わたしの雑記帳

2009/3/7 長野県立丸子実業の高山裕太くん(高1・16)自殺事件。教育裁判史上に残る悪判決!

高山裕太くんの母・かおるさんから「裁判酷い結果になりました」と連絡をいただいた。
2005年12月6日に自殺した長野県立丸子実業の高山裕太くん(高1・16)が事件の民事裁判の判決が、2009年3月6日、長野地裁で出された。
私は、たくさんのいじめ事件の事例を集めてきた。そのなかでも、大人たちの対応がもっとも酷かった事例ではないかと思っていた。そして、長野地裁判決。これもまた、教育裁判史上に残る悪判決だと思う。

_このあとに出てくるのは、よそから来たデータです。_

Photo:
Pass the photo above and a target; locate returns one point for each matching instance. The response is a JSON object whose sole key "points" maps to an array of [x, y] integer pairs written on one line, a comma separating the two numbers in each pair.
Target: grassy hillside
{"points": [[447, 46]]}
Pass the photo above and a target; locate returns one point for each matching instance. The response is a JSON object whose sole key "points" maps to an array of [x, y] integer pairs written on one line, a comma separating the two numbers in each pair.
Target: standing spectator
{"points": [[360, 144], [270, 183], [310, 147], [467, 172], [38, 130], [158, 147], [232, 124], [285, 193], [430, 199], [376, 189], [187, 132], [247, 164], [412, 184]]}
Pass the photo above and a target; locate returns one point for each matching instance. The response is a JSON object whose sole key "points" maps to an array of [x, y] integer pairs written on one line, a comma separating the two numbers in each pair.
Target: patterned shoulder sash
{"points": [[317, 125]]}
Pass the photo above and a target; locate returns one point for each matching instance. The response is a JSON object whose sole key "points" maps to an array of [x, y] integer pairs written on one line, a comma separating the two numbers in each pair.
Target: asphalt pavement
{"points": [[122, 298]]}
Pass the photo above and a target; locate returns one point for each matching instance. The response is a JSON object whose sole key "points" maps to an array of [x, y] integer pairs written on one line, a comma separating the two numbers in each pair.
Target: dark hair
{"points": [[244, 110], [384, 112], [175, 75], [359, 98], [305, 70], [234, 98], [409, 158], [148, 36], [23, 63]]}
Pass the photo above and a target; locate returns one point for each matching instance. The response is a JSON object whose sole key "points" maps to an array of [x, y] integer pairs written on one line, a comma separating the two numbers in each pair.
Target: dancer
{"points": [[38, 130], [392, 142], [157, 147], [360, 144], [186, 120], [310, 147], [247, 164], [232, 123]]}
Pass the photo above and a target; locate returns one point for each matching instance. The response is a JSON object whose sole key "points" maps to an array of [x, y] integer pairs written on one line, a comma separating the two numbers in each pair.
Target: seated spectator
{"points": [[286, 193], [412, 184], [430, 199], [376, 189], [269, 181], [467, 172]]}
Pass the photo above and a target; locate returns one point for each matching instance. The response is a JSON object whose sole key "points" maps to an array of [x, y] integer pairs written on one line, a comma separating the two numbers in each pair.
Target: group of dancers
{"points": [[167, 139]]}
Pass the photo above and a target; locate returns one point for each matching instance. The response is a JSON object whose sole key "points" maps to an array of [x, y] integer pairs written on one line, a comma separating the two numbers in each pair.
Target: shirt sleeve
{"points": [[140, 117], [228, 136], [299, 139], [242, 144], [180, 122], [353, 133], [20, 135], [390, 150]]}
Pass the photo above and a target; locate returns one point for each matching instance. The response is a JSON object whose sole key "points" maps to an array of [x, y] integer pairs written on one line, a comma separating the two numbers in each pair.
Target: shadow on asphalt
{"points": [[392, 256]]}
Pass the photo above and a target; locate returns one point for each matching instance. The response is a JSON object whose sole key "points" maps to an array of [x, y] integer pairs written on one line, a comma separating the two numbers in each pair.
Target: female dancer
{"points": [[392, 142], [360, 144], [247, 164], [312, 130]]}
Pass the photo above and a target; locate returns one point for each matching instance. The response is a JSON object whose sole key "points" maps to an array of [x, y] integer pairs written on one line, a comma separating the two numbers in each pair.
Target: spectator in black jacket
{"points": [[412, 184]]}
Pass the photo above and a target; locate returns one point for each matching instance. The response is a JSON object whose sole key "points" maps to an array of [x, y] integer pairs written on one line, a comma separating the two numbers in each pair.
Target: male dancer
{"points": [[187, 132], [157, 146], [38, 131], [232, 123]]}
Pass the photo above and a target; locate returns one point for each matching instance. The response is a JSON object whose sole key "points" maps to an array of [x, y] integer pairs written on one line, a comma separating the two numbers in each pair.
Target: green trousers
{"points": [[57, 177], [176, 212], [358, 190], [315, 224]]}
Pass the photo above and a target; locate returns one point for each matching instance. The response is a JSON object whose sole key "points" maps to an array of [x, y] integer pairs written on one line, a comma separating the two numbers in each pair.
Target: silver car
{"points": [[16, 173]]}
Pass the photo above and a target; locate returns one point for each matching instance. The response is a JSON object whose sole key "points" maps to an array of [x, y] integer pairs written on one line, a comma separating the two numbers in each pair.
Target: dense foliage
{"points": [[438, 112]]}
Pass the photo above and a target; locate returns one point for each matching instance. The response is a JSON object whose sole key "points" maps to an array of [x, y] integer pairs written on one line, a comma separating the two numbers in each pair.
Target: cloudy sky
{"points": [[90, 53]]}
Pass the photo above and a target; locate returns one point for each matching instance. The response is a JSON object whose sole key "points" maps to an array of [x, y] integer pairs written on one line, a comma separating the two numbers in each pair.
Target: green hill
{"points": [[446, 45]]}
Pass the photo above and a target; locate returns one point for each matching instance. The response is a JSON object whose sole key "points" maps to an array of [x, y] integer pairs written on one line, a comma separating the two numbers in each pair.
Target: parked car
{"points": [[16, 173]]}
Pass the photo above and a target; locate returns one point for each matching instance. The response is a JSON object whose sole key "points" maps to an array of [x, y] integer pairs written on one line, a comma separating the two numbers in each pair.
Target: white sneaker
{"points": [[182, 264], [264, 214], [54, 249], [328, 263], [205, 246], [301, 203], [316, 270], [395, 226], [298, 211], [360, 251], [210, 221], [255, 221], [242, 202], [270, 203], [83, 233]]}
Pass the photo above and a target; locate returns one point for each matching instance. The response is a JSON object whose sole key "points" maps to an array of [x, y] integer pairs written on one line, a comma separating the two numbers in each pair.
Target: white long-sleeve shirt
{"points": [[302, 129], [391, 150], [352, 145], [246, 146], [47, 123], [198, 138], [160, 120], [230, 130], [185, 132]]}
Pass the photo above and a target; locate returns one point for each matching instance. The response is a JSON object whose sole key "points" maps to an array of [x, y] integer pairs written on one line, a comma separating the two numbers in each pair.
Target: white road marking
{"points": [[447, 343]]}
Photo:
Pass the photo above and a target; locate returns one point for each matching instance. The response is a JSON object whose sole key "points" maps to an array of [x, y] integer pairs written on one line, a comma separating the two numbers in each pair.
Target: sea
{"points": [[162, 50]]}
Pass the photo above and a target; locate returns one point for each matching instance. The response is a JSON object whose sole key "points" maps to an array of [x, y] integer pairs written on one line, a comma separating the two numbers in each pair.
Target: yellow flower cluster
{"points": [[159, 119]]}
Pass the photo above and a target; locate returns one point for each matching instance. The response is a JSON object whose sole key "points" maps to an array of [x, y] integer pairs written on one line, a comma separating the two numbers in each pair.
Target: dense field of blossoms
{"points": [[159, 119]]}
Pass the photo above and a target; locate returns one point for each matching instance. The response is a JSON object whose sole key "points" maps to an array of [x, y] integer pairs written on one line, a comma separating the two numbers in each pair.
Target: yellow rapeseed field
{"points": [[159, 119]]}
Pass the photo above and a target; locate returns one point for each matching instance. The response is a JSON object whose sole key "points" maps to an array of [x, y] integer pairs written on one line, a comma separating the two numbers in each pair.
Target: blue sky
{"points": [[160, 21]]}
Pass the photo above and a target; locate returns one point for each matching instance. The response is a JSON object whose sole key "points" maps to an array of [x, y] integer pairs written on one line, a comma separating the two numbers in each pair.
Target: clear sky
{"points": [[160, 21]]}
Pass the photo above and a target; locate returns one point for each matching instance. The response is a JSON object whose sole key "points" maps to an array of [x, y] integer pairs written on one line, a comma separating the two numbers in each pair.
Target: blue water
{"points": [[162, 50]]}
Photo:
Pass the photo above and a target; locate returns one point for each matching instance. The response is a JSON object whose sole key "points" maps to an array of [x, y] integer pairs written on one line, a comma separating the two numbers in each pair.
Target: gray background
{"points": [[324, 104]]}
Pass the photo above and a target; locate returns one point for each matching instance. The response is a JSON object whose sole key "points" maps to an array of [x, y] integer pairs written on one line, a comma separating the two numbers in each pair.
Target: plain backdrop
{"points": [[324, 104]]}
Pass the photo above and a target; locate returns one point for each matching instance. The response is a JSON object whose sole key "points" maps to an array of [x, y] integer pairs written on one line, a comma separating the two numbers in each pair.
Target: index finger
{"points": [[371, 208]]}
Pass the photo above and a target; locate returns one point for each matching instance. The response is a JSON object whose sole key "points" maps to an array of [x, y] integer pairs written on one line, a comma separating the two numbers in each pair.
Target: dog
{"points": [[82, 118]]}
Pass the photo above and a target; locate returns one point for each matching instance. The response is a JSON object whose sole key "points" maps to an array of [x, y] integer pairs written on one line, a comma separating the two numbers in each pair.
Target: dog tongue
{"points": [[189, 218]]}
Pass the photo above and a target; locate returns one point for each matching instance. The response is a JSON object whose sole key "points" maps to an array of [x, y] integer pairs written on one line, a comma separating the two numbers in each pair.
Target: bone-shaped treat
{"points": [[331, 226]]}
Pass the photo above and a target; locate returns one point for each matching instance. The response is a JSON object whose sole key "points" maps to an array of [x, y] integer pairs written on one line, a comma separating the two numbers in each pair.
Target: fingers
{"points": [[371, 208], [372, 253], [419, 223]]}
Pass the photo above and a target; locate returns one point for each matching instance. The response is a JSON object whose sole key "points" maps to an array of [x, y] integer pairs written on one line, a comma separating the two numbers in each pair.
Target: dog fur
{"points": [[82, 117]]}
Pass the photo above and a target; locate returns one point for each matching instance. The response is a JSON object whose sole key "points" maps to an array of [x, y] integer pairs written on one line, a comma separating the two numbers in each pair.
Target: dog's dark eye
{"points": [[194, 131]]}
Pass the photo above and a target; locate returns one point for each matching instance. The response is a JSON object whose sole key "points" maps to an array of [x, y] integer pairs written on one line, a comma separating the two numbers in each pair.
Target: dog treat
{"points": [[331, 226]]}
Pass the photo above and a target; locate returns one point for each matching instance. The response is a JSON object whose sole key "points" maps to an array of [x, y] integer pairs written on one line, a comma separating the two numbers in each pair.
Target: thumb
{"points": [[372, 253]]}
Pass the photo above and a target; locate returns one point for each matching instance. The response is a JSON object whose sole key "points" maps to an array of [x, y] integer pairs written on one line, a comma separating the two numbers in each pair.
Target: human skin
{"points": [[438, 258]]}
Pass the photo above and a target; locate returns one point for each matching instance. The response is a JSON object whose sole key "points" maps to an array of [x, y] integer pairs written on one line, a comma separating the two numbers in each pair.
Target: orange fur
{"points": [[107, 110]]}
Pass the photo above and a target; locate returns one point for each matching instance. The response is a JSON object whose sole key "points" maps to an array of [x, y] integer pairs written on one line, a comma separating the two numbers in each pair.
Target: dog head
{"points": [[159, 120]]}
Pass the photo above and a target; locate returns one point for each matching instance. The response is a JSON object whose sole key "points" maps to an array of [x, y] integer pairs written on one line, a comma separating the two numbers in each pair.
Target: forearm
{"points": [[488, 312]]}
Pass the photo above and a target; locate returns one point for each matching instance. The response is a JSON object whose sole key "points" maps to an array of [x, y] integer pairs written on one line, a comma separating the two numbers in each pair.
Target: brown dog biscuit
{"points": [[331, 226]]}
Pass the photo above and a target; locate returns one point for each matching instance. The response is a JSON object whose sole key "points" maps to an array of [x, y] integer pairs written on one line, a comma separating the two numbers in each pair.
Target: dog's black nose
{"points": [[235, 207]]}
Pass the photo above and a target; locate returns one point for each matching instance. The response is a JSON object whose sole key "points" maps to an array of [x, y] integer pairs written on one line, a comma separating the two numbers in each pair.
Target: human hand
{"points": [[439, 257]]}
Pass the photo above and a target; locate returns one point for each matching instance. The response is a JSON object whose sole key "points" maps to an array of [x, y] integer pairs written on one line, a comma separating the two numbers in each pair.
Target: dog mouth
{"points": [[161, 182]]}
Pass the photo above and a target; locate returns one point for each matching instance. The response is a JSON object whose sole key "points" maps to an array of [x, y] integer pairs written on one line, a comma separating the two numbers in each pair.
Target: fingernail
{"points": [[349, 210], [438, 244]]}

2009/3/6 長野地裁の近藤ルミ子裁判長は、上級生1人に対してのみ1万円の損害賠償を認めた。
上級生がハンガーで裕太くんの頭をたたいたことを「指導の名目であっても人の身体に直接、力を行使することは許されない」とした。(わざわざ「指導の名目であっても」とつけることで、ハンガーで殴ったのは指導が目的だったと暗に言っているようなもの)一方で、「(高山君が自殺する前の)家出やうつ病発症の原因になったと認める証拠はない」と判断。
上級生の声まねによるからかいは「不法行為に当たらない」とした。
また、うつ病と診断された裕太くんに登校を促した学校側の対応は「必ずしも自殺の危険性を高める行為とは言い難い」とし、「学校や県教委の監督義務違反があったとはいえない」として、原告の訴えを棄却した。
近藤裁判長は、いじめを明確に認定せず、自殺との因果関係も判断しなかった。

バレーボール部の顧問と部員・保護者30名が裕太くんの母親に対して、名誉毀損だと逆提訴したことに対しては、近藤ルミ子裁判長は、高山さんが「平穏な私生活を違法に侵害した」として、遺族である高山さんに対して、顧問ら23人に1人あたり5千円から5万円、計34万円の支払い命令。高山さん側の反訴を棄却した。 

裁判長はいじめのことを何もわかっていない。あるいは、何か政治的な力が働いたのではないかとさえ思えてしまう。
高山裕太くんの場合は、生きているときにすでに本人が家出をきっかけに、バレーボール部内のいじめを訴えていた。
母親はもちろんのこと、顧問も、学校長も、教育委員会も、議員も知っていた。
裕太くんが亡くなる前に書いた学校あてて出した手紙、母親ぬきで議員と一緒に校長に会いにいったこと、携帯に残されていた仲間への未送信メールは、どう判断されたのだろう。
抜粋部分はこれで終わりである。